Monday, March 9, 2009

Writing about Writers: Flannery O'Connor

By Joy Williams

FLANNERY A Life of Flannery O'Connor. By Brad Gooch. Illustrated. 448 pp. Little, Brown & Company. $30.

In Sunday, March 1, 2009, NYT Book Review, writer Joy Williams writes about the new book on the quirky and amazing Flannery O'Connor.

Here is the lead. What can you learn about writing from reading this?

Flannery. She liked to drink Coca-Cola mixed with coffee. She gave her mother, Regina, a mule for Mother’s Day. She went to bed at 9 and said she was always glad to get there. After Kennedy’s ­assassination she said: “I am sad about the president. But I like the new one.” As a child she sewed outfits for her chickens and wanted to be a cartoonist.

Here is the ending. What can you learn about writing from reading this?

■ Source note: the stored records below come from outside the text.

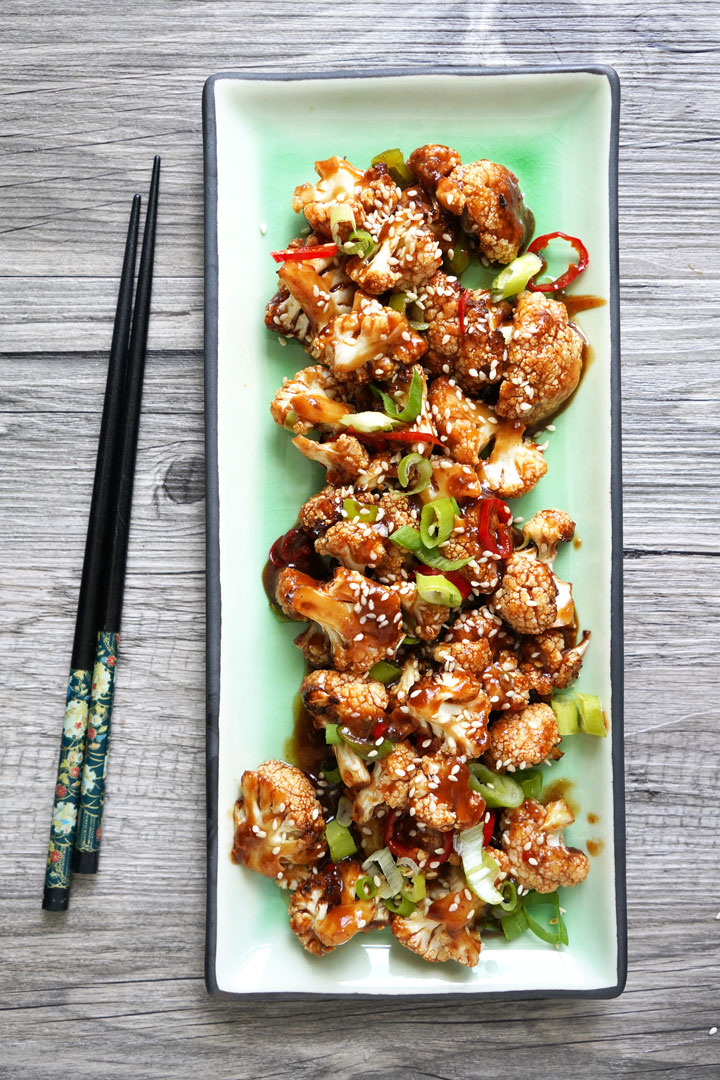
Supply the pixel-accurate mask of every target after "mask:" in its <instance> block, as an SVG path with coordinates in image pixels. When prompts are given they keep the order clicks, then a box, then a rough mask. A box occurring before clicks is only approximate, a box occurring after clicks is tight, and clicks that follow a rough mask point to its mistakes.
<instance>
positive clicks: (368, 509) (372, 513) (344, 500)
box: [342, 499, 378, 525]
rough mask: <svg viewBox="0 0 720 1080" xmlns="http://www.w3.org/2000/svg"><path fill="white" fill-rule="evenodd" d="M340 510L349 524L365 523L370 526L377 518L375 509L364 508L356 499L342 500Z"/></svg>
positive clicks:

Flannery. When asked why she wrote, she replied, “Because I’m good at it.” She found sickness “more instructive than a long trip to Europe.” She was buried the day after she died. Robert Giroux sent a copy of “Wise Blood” to Evelyn Waugh hoping for a blurb, and Waugh replied, “The best I can say is: ‘If this really is the unaided work of a young lady, it is a remarkable product.’ ” One should pretty much ignore her own pronouncements on her art, though in her last years she increasingly endeavored to explain her intentions. She was an anagogical writer, of that there is no doubt. The civil rights movement interested her not at all. When she received a request to stage one of her stories, she wrote, “The only thing I would positively object to would be somebody turning one of my colored idiots into a hero.” Her kinship, she believed, was with Hawthorne. She also described herself as being “13th-century.” She is reported to have had beautiful blue eyes.

1 comment:

  1. “Everywhere I go I'm asked if I think the university stifles writers. My opinion is that they don't stifle enough of them.”